On Thu, Oct 15, 2015 at 11:00 PM, Vladimir Ozerov <[email protected]>
wrote:

> Sorry, not very clear. "same" means the same thread that sent a message.
> This way if we have a listener and a single thread generating messages
> locally, only one CPU core will be utilizied.
>

Still confused. How can the thread that send a message be notified in a
listener about anything? Are you talking about synchronous
request-response? In this case it is probably done on purpose.

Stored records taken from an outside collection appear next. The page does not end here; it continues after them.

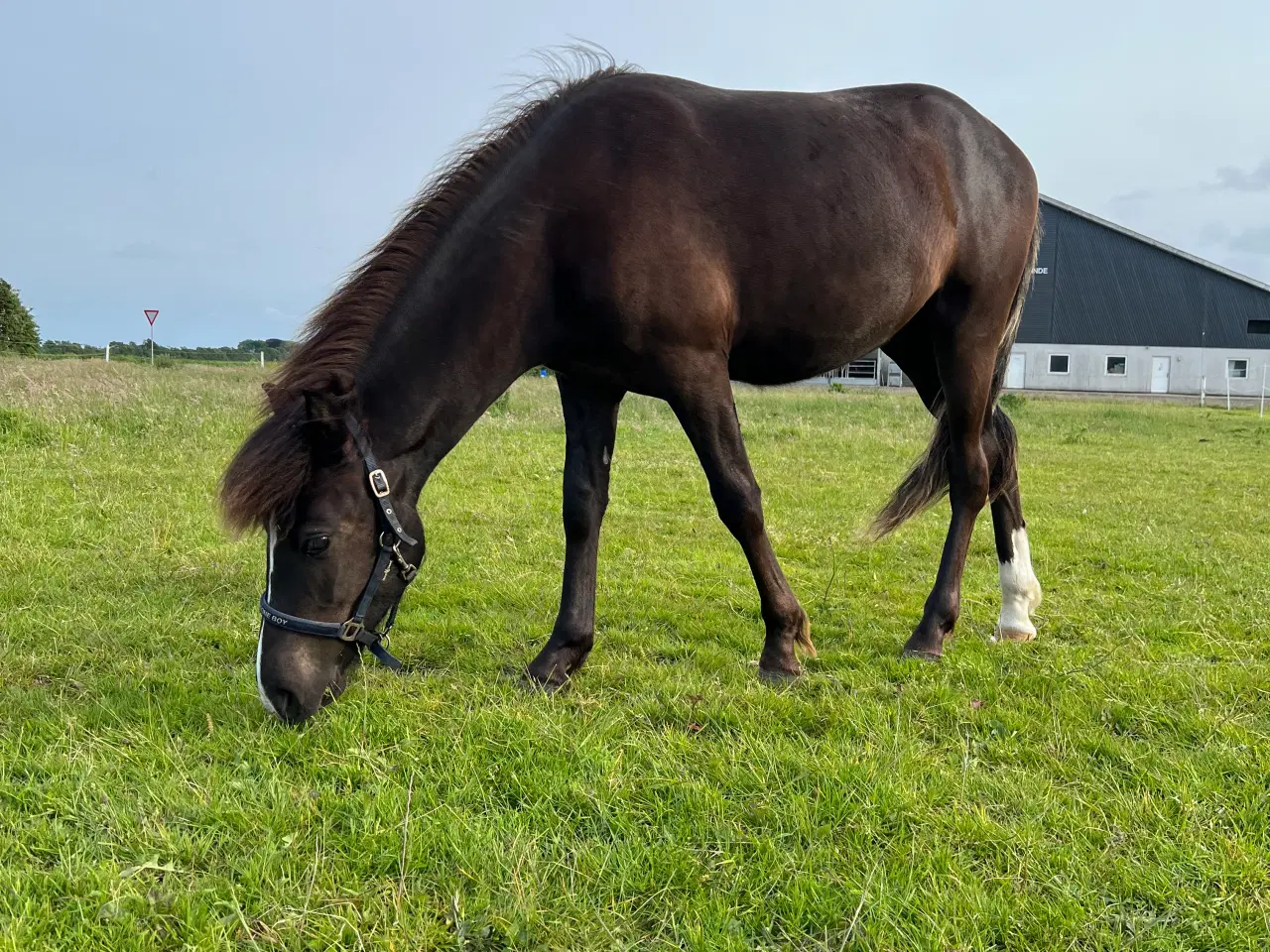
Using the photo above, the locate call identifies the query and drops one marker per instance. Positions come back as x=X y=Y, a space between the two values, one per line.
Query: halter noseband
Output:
x=391 y=536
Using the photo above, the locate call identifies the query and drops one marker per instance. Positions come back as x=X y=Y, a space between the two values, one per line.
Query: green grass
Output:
x=1103 y=787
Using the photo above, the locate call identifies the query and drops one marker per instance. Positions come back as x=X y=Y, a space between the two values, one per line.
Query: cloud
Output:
x=1255 y=241
x=1138 y=194
x=143 y=252
x=1230 y=179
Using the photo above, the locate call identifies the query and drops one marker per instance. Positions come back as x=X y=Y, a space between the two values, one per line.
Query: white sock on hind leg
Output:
x=1020 y=592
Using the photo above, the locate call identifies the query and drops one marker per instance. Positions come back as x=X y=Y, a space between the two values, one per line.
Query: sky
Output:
x=226 y=163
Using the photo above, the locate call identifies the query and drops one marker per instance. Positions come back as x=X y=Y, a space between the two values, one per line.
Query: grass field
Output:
x=1103 y=787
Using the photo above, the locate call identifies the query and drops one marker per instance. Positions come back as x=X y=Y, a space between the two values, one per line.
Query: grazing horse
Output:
x=647 y=234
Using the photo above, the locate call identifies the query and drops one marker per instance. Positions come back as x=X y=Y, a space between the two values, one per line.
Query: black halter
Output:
x=391 y=536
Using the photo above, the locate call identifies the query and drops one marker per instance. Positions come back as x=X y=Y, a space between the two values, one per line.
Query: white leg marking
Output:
x=1020 y=592
x=259 y=644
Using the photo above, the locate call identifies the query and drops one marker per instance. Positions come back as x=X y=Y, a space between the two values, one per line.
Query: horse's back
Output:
x=812 y=225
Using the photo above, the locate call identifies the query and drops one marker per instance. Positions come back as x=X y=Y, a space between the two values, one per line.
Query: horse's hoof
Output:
x=1016 y=634
x=778 y=676
x=921 y=654
x=543 y=685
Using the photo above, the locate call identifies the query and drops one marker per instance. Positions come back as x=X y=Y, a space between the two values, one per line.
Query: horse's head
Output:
x=340 y=552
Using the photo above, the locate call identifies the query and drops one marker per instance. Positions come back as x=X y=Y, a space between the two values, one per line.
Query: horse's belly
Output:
x=794 y=352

I am still not sure what the problem is.


>
> On Fri, Oct 16, 2015 at 3:49 AM, Dmitriy Setrakyan <[email protected]>
> wrote:
>
> > On Thu, Oct 15, 2015 at 9:59 AM, Vladimir Ozerov <[email protected]>
> > wrote:
> >
> > > Folks,
> > >
> > > It looks like the problem is deeper and is not limited to futures. It
> > > relates to any user code. For example:
> > >
> > > 1) Register either local or remote message listener:
> > > Ignite.message().localListen("myTopic", myLsnr);
> > >
> > > 2) Send a message to the topic from the same node:
> > > Ignite.message().send("myTopic", "Hello world!");
> > >
> > > As a result, listener will be invoked synchronously from the same
> thread.
> > > It means we cannot utilize resources efficiently in case of local
> > message.
> > >
> >
> > I am a bit confused. Which thread is the "same" thread? Do you mean the
> > thread that does the listener notification? In that case, I can say that
> I
> > have performed various benchmarks in the past, and this is the most
> > performant way, assuming that the listener logic can execute relatively
> > fast and does not block the calling thread.